Должность специального корреспондента центральной военной газеты, которого редакция обычно посылала в самые горячие места, который должен был поспевать всюду (Симонову случалось всего за несколько недель знакомиться с положением дел в самой южной и самой северной точках огромного, растянувшегося от Черного до Баренцева моря фронта, а между этими двумя дальними командировками - еще поездки в войска, сражающиеся под Москвой), необычайная уже в те годы популярность писателя, раскрывавшая перед ним многие двери и вызывавшая к нему интерес многих людей, - все это так расширяло круг его наблюдений, что почти никто из его коллег не мог с ним тягаться.
Симонов встречался и беседовал в те годы с множеством людей самых разных военных профессий, разных званий и должностей: от рядового солдата-пехотинца, которому даже КП батальона казался тылом и задача которого - выбить немцев из ближайшей траншеи, до командующего фронтом, отвечающего за исход крупной операции.
Он мог, например, увидеть наступающую армию в "вертикальном разрезе" - отправившись из штаба армии, добраться до батальона, до солдат переднего края, последовательно пройдя все ступени: штаб корпуса, дивизии, полка.
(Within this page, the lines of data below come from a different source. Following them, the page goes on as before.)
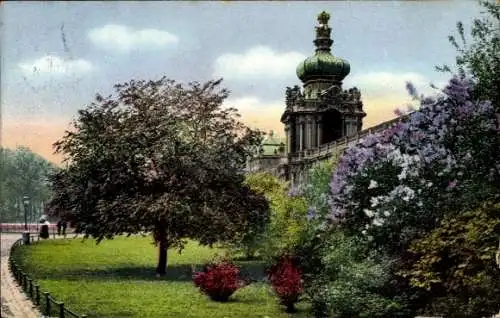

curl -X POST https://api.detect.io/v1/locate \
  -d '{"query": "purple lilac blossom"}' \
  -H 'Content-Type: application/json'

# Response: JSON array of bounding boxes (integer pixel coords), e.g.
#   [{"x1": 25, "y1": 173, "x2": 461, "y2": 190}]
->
[{"x1": 329, "y1": 78, "x2": 500, "y2": 225}]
Ему довелось побывать в Сталинграде и на Курской дуге, в осажденной Одессе и при прорыве линии Маннергейма, ходить на подводной лодке к берегам Румынии и летать к югославским партизанам, присутствовать на первом суде над военными преступниками в Харькове и первой встрече советских и американских войск на Эльбе, наблюдать отступление немцев под Москвой и их упорное сопротивление в Тернополе, кровавые бои под Могилевом и сокрушительный штурм Берлина. Кому еще довелось увидеть все это? А ведь я называю здесь далеко не все... Что говорить, он знает войну и вширь и вглубь. Знает, о чем думал, что было на сердце у фронтовика и в тяжкое лето 41-го года, и в победную весну 45-го...
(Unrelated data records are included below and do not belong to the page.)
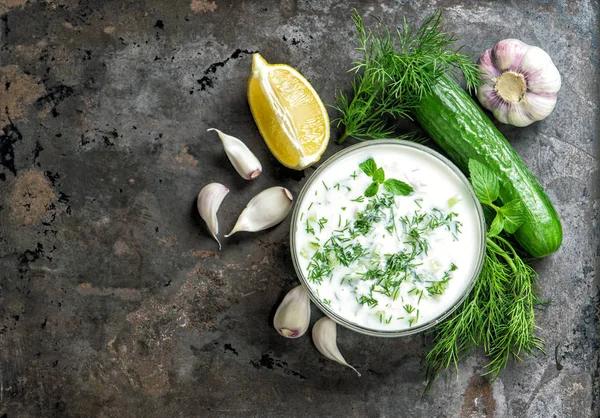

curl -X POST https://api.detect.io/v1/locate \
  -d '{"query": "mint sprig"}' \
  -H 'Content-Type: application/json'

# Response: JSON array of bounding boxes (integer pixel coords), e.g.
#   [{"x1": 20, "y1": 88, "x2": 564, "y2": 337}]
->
[
  {"x1": 469, "y1": 160, "x2": 525, "y2": 237},
  {"x1": 358, "y1": 158, "x2": 414, "y2": 197}
]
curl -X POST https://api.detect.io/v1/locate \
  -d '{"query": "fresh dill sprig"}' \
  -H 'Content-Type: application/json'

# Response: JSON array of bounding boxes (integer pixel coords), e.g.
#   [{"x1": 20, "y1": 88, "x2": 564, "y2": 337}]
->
[
  {"x1": 335, "y1": 11, "x2": 480, "y2": 144},
  {"x1": 425, "y1": 236, "x2": 544, "y2": 390},
  {"x1": 425, "y1": 160, "x2": 544, "y2": 390}
]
Симонов сам постоянно стремился увидеть и узнать побольше, он видел в этом профессиональный долг, который сформулировал для себя так: "Реже рискуешь - меньше видишь, хуже пишешь". Его подталкивали и нравственные соображения - и, может быть, они в первую очередь: "Работа военных корреспондентов была не самой опасной работой на войне. Не самой опасной и не самой тяжелой. Тот, кто этого не понимал, не был ни настоящим военным корреспондентом, ни настоящим человеком. А те, кто это понимал, сами, без требования со стороны начальства, стремились сделать все, что могли, не пользуясь ни выгодами своей относительно свободной на фронте профессии, ни отсутствием постоянного глаза начальства", - именно так он относился к своим обязанностям.